Effort launched to quantify microfracture leaks in sewers
SCCWRP has partnered with the County of San Diego to explore how to accurately detect potential microfracture leaks in underground sewer pipes – the latest step in an ongoing, multi-year effort to identify the origins of widespread human fecal contamination in the region’s waterways in wet weather.
The experimental field test, which kicked off in August in El Cajon, involves pumping a known volume of water at a controlled rate through an isolated section of sewer pipe, then recovering the water using a vacuum pump and looking for a difference in the volume of water pumped in vs. recovered.

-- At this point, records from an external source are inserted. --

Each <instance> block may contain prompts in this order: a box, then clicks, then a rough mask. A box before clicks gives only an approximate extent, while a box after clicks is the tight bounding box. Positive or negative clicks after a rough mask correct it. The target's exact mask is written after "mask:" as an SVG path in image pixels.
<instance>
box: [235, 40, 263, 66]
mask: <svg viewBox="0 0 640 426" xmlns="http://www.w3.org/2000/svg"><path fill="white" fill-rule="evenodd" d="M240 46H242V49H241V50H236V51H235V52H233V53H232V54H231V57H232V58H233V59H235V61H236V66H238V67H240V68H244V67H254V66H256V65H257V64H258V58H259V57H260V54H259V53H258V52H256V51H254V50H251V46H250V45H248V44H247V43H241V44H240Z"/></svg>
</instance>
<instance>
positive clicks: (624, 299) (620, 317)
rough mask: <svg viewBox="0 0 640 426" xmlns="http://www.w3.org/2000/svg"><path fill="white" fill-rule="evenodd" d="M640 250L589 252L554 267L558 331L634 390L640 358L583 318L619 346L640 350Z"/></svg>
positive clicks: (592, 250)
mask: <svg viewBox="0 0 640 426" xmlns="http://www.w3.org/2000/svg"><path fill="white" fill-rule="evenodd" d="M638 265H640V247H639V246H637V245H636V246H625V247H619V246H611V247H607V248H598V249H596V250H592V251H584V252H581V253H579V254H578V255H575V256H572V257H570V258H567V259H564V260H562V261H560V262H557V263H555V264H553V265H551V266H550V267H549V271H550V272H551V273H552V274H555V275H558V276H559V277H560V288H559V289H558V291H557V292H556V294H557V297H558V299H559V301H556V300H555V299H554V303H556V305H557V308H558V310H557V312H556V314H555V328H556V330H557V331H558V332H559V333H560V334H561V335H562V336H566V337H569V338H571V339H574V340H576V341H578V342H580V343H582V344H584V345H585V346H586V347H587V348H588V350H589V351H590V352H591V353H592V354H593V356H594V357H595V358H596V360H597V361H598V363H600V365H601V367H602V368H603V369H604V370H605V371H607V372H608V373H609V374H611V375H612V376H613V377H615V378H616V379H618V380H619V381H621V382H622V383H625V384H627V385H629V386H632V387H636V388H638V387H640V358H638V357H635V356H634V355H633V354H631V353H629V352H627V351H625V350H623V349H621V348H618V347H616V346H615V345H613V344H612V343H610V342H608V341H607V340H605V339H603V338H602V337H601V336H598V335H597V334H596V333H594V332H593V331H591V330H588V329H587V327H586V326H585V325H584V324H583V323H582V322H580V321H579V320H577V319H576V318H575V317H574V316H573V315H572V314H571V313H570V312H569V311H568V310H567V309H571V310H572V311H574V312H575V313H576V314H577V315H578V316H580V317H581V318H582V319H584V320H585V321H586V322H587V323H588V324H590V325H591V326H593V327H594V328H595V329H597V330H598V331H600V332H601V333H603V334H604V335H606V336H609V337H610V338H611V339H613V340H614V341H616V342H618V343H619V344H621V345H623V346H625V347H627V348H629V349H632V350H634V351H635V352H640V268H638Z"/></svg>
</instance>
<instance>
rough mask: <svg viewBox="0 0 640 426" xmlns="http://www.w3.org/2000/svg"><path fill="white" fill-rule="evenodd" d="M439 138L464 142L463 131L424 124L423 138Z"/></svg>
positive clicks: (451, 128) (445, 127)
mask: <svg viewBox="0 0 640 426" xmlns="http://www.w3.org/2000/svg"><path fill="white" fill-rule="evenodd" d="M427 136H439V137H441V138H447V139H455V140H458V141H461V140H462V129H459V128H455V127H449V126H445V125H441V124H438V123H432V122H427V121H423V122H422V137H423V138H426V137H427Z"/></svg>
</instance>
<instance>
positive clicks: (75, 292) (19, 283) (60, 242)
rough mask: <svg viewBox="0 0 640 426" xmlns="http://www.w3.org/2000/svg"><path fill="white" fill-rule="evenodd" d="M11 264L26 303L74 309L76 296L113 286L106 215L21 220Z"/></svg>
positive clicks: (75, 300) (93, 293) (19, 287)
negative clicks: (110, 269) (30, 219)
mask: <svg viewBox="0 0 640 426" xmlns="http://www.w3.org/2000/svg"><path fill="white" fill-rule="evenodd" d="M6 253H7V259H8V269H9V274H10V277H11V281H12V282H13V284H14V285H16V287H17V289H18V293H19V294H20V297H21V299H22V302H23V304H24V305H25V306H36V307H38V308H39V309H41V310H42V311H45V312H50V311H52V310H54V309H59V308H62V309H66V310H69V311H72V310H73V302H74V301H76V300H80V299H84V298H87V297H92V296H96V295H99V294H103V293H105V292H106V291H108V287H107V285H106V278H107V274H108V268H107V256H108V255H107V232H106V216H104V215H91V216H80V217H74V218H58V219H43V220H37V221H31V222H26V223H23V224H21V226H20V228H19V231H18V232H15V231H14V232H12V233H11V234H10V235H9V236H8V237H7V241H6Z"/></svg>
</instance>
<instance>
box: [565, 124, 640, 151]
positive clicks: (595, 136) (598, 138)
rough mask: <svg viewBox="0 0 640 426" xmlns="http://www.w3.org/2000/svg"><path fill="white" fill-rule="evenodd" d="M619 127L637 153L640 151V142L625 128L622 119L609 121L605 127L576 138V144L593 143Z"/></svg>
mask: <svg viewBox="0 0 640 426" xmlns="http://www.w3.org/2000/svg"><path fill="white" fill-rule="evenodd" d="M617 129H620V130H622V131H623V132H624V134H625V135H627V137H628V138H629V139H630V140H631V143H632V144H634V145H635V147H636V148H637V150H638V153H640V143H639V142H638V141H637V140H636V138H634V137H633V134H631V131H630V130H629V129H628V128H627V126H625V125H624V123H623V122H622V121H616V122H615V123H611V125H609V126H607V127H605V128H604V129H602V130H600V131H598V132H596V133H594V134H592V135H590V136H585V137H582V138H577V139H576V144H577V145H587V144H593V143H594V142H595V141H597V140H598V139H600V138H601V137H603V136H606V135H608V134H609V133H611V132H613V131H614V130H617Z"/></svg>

Researchers’ goal is to develop a novel, field-based method for reliably and precisely detecting potential, relatively small leaks across a given section of underground pipe. Sanitation agencies, which run robust pipe inspection programs for detecting and preempting raw-sewage spills, rely on cameras and other tools that are not necessarily optimized to detect microfracture leaks.

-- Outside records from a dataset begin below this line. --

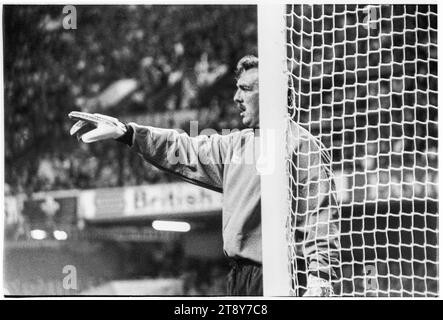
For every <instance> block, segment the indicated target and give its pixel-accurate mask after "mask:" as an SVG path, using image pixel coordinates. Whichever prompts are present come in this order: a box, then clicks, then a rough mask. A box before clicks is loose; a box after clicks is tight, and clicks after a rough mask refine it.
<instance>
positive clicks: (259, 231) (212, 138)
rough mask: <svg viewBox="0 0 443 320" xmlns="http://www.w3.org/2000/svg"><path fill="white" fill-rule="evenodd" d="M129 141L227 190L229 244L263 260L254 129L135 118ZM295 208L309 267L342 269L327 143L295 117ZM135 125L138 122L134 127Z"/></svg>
mask: <svg viewBox="0 0 443 320" xmlns="http://www.w3.org/2000/svg"><path fill="white" fill-rule="evenodd" d="M128 126H130V127H132V129H133V131H134V134H133V137H132V146H131V148H132V149H133V150H134V151H136V152H137V153H139V154H140V155H141V156H142V157H143V158H144V159H145V160H146V161H147V162H149V163H151V164H153V165H154V166H156V167H158V168H160V169H163V170H166V171H169V172H171V173H174V174H176V175H178V176H179V177H180V178H182V179H184V180H186V181H188V182H191V183H194V184H196V185H199V186H202V187H205V188H208V189H212V190H215V191H218V192H221V193H223V219H222V220H223V230H222V233H223V249H224V252H225V254H226V255H227V256H228V257H230V258H234V259H236V258H240V259H241V258H244V259H249V260H252V261H254V262H257V263H261V262H262V245H261V238H262V237H261V207H260V198H261V194H260V175H259V172H258V170H257V169H256V162H257V159H258V155H259V146H260V144H259V137H258V136H257V135H256V134H255V132H254V131H253V130H252V129H245V130H241V131H239V130H236V131H234V132H231V133H230V134H227V135H219V134H213V135H210V136H204V135H200V136H196V137H190V136H189V135H187V134H186V133H179V132H178V131H176V130H172V129H160V128H155V127H150V126H140V125H137V124H135V123H130V124H128ZM290 129H291V130H289V132H290V136H291V139H289V140H288V141H289V146H290V149H292V150H293V151H294V152H293V157H292V163H293V167H294V169H295V170H292V171H293V172H292V178H293V179H291V180H292V181H293V183H292V191H293V192H292V194H293V197H292V199H293V205H292V208H293V209H294V210H295V212H296V217H297V219H296V221H297V222H296V225H295V228H294V236H295V238H294V240H295V241H296V243H297V245H296V249H297V252H299V253H300V255H302V256H303V257H304V258H305V259H306V264H307V268H308V269H309V271H311V272H315V273H317V272H321V273H322V274H327V275H329V276H330V277H332V278H335V277H336V274H335V270H334V266H336V265H337V259H338V228H337V219H338V206H337V202H336V198H335V191H334V189H333V181H332V176H331V174H330V172H329V171H328V164H327V163H328V162H327V161H329V160H328V159H327V155H326V154H325V153H324V152H322V151H321V144H320V143H319V142H318V141H317V140H316V139H315V138H314V137H313V136H312V135H310V134H309V133H308V132H307V131H306V130H304V129H302V128H301V127H300V126H298V125H297V124H291V126H290ZM131 131H132V130H131Z"/></svg>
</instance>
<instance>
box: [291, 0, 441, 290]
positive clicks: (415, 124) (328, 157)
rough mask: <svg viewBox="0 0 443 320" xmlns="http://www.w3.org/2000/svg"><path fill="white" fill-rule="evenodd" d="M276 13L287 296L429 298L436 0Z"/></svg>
mask: <svg viewBox="0 0 443 320" xmlns="http://www.w3.org/2000/svg"><path fill="white" fill-rule="evenodd" d="M286 18H287V65H288V71H289V93H288V99H289V101H288V103H289V108H288V114H289V126H288V128H289V129H288V130H289V132H290V134H289V136H290V137H294V136H295V137H298V140H297V139H295V140H296V141H298V144H295V146H294V143H293V141H291V139H289V140H288V141H287V146H290V147H291V149H290V150H291V152H292V156H291V157H288V159H287V168H288V176H289V177H290V188H289V191H290V196H289V205H290V213H291V214H290V217H289V218H290V219H289V224H288V225H289V228H288V237H289V243H290V248H289V249H290V250H289V255H290V260H291V265H290V271H291V274H292V279H291V284H292V294H293V295H302V294H303V293H304V292H305V290H306V278H307V272H308V270H310V272H317V271H319V272H320V273H318V275H320V276H323V277H324V276H326V277H332V278H334V277H333V272H336V274H337V278H336V279H335V280H333V286H334V294H335V295H338V296H417V297H421V296H437V295H438V273H437V271H438V270H437V259H438V256H437V245H438V230H437V211H438V202H437V201H438V199H437V197H438V184H437V183H438V172H437V165H438V163H437V147H438V145H437V6H436V5H374V6H368V5H289V6H288V7H287V11H286ZM294 148H295V149H294ZM332 172H333V174H332ZM332 177H333V178H334V180H332ZM334 182H335V186H334ZM334 188H335V189H336V191H335V189H334ZM334 226H336V229H335V227H334ZM336 234H338V236H337V238H338V239H339V245H340V246H339V247H338V246H336V245H337V243H335V242H334V241H333V240H334V237H335V235H336ZM338 248H339V249H338ZM336 249H337V250H336Z"/></svg>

Development of this leak detection method is part of an ongoing, multi-year study that kicked off in 2018 to determine if fecal contamination – which is widespread during wet weather in rivers, creeks and stormwater conveyances that discharge to the coastal zone – is coming from leaky public sewer systems, from defects in privately maintained sewer lateral lines and septic systems, and/or from humans depositing raw fecal material directly into waterways.

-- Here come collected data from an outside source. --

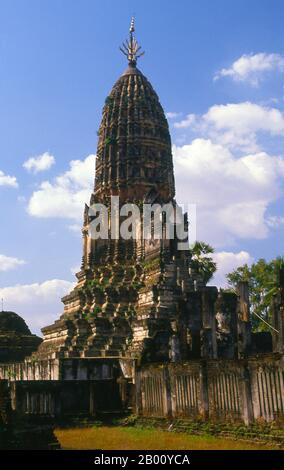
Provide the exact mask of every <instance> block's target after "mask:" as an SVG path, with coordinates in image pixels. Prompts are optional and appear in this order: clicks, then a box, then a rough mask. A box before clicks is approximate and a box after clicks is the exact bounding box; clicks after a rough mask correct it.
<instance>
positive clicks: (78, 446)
mask: <svg viewBox="0 0 284 470" xmlns="http://www.w3.org/2000/svg"><path fill="white" fill-rule="evenodd" d="M55 435H56V437H57V439H58V440H59V442H60V444H61V446H62V448H63V449H71V450H76V449H80V450H87V449H101V450H124V449H125V450H260V449H262V450H274V449H279V447H277V446H276V445H273V444H267V445H265V444H257V443H253V442H247V441H240V440H234V439H227V438H226V439H222V438H220V437H213V436H209V435H203V436H194V435H190V434H186V433H175V432H170V431H163V430H159V429H146V428H139V427H122V426H99V427H95V426H93V427H90V428H73V429H56V431H55Z"/></svg>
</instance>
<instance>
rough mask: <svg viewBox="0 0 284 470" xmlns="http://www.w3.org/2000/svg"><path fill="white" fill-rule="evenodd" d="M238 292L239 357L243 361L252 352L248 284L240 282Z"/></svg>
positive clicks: (243, 282) (238, 329)
mask: <svg viewBox="0 0 284 470" xmlns="http://www.w3.org/2000/svg"><path fill="white" fill-rule="evenodd" d="M237 292H238V296H239V309H238V310H239V311H238V356H239V359H241V358H243V357H247V356H248V354H249V352H250V350H251V321H250V302H249V286H248V283H247V282H239V284H238V286H237Z"/></svg>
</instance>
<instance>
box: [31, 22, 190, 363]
mask: <svg viewBox="0 0 284 470" xmlns="http://www.w3.org/2000/svg"><path fill="white" fill-rule="evenodd" d="M139 50H140V48H139V46H138V44H137V42H136V39H135V37H134V23H133V22H132V24H131V28H130V39H129V41H127V43H126V44H124V48H123V49H122V52H124V53H125V54H126V55H127V57H128V62H129V65H128V68H127V70H126V71H125V72H124V73H123V74H122V76H121V77H120V78H119V80H118V81H117V82H116V84H115V85H114V87H113V89H112V90H111V92H110V94H109V96H108V97H107V99H106V102H105V106H104V109H103V118H102V122H101V126H100V129H99V133H98V134H99V141H98V149H97V163H96V176H95V187H94V192H93V194H92V196H91V205H93V204H94V203H103V204H104V205H105V206H107V207H108V208H109V211H110V204H111V197H113V196H119V204H120V206H121V205H123V204H125V203H136V204H137V205H138V206H139V207H141V205H143V203H150V204H153V203H159V204H160V205H163V204H164V203H169V202H170V203H172V204H173V205H174V207H176V203H175V201H174V195H175V186H174V174H173V161H172V149H171V138H170V134H169V128H168V123H167V120H166V117H165V114H164V111H163V108H162V106H161V104H160V102H159V98H158V96H157V94H156V92H155V91H154V89H153V87H152V86H151V84H150V83H149V81H148V80H147V79H146V77H145V76H144V75H143V74H142V73H141V72H140V70H138V68H137V67H136V61H137V58H138V57H139V56H140V55H141V54H139ZM91 220H92V218H91V217H90V212H89V207H88V206H86V207H85V216H84V227H83V260H82V268H81V271H80V272H79V273H78V274H77V278H78V284H77V286H76V287H75V289H74V290H73V291H72V292H71V293H70V294H69V295H67V296H66V297H65V298H64V299H63V302H64V304H65V309H64V314H63V315H62V317H61V318H60V320H58V321H57V322H55V324H54V325H52V326H49V327H46V328H44V329H43V330H42V331H43V333H44V342H43V344H42V346H41V348H40V351H39V353H40V355H43V356H46V355H52V356H54V355H59V356H63V357H72V356H81V357H82V356H83V357H101V356H103V357H104V356H108V357H109V356H111V357H135V358H140V359H149V360H167V359H169V357H170V356H172V355H175V354H177V355H179V354H180V353H181V349H180V347H177V334H176V330H177V322H178V321H179V315H180V312H181V309H182V304H183V298H184V295H185V293H186V291H187V290H188V289H189V287H190V284H191V283H190V279H189V255H188V252H179V251H178V250H177V247H176V245H177V241H176V240H175V239H172V240H168V239H166V237H162V239H160V240H155V239H154V238H153V239H151V240H144V239H143V235H142V232H141V234H140V235H139V236H138V239H135V240H133V239H130V240H125V239H121V237H119V238H118V239H116V240H113V239H112V237H111V234H110V233H109V237H108V239H107V240H94V239H92V237H91V235H90V222H91ZM179 340H180V339H179Z"/></svg>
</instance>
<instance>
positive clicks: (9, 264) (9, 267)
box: [0, 254, 26, 272]
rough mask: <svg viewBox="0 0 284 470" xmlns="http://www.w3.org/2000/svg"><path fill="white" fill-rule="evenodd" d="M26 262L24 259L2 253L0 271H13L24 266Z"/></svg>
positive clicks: (0, 258)
mask: <svg viewBox="0 0 284 470" xmlns="http://www.w3.org/2000/svg"><path fill="white" fill-rule="evenodd" d="M23 264H26V262H25V261H24V260H22V259H18V258H14V257H10V256H5V255H1V254H0V272H6V271H11V270H13V269H16V268H17V267H18V266H22V265H23Z"/></svg>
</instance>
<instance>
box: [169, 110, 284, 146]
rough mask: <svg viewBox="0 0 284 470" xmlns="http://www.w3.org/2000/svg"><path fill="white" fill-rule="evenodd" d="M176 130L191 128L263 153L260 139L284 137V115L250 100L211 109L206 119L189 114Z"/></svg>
mask: <svg viewBox="0 0 284 470" xmlns="http://www.w3.org/2000/svg"><path fill="white" fill-rule="evenodd" d="M174 127H175V128H176V129H185V128H187V127H189V128H191V129H190V130H191V131H193V132H197V133H199V135H202V136H203V137H209V138H210V139H211V140H213V141H214V142H216V143H220V144H222V145H225V146H228V147H230V148H232V149H234V148H235V149H241V150H244V151H247V152H255V151H259V149H260V147H259V144H258V136H259V135H262V134H264V133H265V134H267V135H268V136H269V137H271V136H272V137H274V136H282V137H283V136H284V115H283V113H282V112H281V111H280V110H279V109H277V108H273V107H269V106H262V105H259V104H255V103H251V102H249V101H247V102H243V103H228V104H225V105H215V106H212V107H211V108H209V110H208V111H207V113H205V114H203V115H202V116H196V115H193V114H189V115H188V116H187V118H186V119H185V120H182V121H180V122H176V123H174Z"/></svg>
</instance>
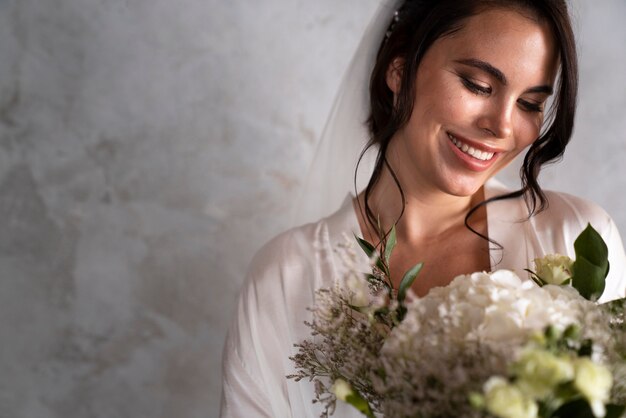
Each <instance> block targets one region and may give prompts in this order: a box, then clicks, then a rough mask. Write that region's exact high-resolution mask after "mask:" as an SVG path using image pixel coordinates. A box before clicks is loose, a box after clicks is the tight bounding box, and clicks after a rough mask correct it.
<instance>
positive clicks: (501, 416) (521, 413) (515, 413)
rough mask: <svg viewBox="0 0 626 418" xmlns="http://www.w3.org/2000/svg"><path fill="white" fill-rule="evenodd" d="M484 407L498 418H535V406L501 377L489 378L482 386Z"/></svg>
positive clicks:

Researchers also are examining whether the microbial community that grows inside sanitary sewer pipes – known as biofilm – is unique to the pipes, which could enable researchers to trace human fecal contamination found in waterways back to specific areas or types of sanitation infrastructure.
The leak detection method was originally developed by SCCWRP in early 2020 using an above-ground, custom-built experimental system. Researchers constructed a 20-foot-long sewer pipe with ultrasonic flow meters at either end, then pumped clean water through the pipe at various controlled flow rates. Upon reaching the end of the pipe, the water was pumped into a tank to measure its volume.
After trial-and-error testing and calibration, researchers were able to reliably and precisely measure water volume at both ends of the above-ground system.
If the leak detection method can be shown to work in the field, researchers’ long-term goal is to use the method to estimate the total potential contribution of sewer leakage, or exfiltration, to fecal contamination across the San Diego River watershed. Pipe microfractures, if present across thousands of miles of underground sanitation infrastructure, have the potential to add up to a significant fecal contamination source.
Sanitation agencies, meanwhile, could begin using the leak detection method to test sections of sanitation infrastructure for microfractures. This infrastructure could be prioritized for testing based on factors like age, construction material, repair history, flow rate and proximity to stormwater conveyances.
Researchers have previously calculated theoretical exfiltration rates for sanitation infrastructure by developing models that weigh factors like pipe age and visible flaws and cracks in pipes. But no one has directly measured sewer leakage across actual sections of underground pipes under typical flowing conditions.
As the field work progresses, researchers also plan to introduce tracers, such as dyes of harmless salts, into the water to confirm exfiltration. If water is escaping from a sewer pipe and reaching a storm drain, the tracer should be detectable in adjacent stormwater conveyances.